Hong Kong's leader Tuesday refused to say why the city had denied a visa to a leading Financial Times journalist, despite escalating demands for an explanation of the unprecedented challenge to freedom of the press.
Hong Kong’s leader Tuesday refused to say why the city had denied a visa to a leading Financial Times journalist, despite escalating demands for an explanation of the unprecedented challenge to freedom of the press. Victor Mallet, the FT’s Asia news editor and a British national, angered authorities in Beijing and Hong Kong by hosting a speech at the city’s press club by Andy Chan, the leader of a tiny pro-independence political party, in August.
Chan’s party was later banned as Beijing cracks down on any pro-independence sentiment in the semi-autonomous city. An application to renew Mallet’s work visa has been refused and on Sunday he was given seven days to leave Hong Kong.
Facing questions for the first time since the visa denial emerged last week, Chief Executive Carrie Lam said the decision had been handed down by immigration authorities. She said linking it to the Chan talk was “pure speculation”.

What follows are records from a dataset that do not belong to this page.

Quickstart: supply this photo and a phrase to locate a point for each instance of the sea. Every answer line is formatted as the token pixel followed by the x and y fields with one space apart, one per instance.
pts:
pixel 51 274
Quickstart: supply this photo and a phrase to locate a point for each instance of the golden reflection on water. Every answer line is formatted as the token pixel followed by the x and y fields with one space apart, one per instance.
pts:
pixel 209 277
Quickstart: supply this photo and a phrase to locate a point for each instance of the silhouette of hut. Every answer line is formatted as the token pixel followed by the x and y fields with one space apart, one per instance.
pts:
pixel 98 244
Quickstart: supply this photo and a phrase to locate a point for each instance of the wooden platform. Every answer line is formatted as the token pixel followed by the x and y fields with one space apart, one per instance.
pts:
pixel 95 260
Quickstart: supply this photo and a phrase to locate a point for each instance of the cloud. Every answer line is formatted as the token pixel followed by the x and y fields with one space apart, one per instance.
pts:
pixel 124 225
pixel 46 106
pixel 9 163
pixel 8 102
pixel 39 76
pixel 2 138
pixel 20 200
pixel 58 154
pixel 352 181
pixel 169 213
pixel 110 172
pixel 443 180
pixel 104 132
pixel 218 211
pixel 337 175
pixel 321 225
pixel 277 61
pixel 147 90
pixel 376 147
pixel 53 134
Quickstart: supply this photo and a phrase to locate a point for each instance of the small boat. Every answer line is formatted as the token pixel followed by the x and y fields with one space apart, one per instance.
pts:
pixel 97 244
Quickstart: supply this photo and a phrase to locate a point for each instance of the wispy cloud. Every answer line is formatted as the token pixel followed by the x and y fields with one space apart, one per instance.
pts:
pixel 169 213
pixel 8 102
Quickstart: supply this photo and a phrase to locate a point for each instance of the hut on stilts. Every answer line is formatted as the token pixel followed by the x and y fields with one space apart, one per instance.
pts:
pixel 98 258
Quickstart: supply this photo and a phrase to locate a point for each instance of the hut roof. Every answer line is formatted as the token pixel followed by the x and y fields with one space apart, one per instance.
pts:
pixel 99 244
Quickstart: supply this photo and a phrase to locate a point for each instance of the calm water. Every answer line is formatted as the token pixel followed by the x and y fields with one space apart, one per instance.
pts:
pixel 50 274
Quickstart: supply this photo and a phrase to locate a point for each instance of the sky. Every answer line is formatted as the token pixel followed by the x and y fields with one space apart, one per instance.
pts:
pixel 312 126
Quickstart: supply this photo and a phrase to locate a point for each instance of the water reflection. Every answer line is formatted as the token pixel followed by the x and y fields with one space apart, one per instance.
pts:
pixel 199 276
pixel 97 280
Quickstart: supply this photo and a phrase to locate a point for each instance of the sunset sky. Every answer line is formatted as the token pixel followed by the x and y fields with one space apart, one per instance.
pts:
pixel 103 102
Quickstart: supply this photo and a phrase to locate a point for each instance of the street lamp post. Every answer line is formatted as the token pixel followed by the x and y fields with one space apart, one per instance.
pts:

“As a rule — not only locally, but internationally — we will never disclose, the immigration department will not disclose, the individual circumstances of the case or the considerations of this decision,” Lam told reporters. She refused to directly acknowledge the specifics of the speculation over why Mallet was denied the visa, admitting only that she had “noticed there has been some talk on the street”.
However, Lam said the government “will not tolerate any advocacy of Hong Kong independence and things that harm national security, territorial integrity and developmental interests”. She refused to comment on how Mallet could be linked to any of those potential threats when it was pointed out that he was not an independence advocate but had simply chaired a talk by Chan at the city’s Foreign Correspondents’ Club, which has also hosted talks by Chinese officials.
Asked whether journalists could now be punished for interviewing independence activists or writing about independence, Lam said she could give no guidance but insisted that freedom of reporting and expression were “still core values”. Britain and the United States have expressed concern over the visa refusal and its impact on press freedom.
On Monday, a group of the city’s most influential lawyers also demanded an explanation, while the American Chamber of Commerce warned that curtailing press freedom could damage the city’s competitiveness. A journalists’ alliance handed over petitions with more than 15,000 signatures to the government Monday calling for an explanation of its visa rejection.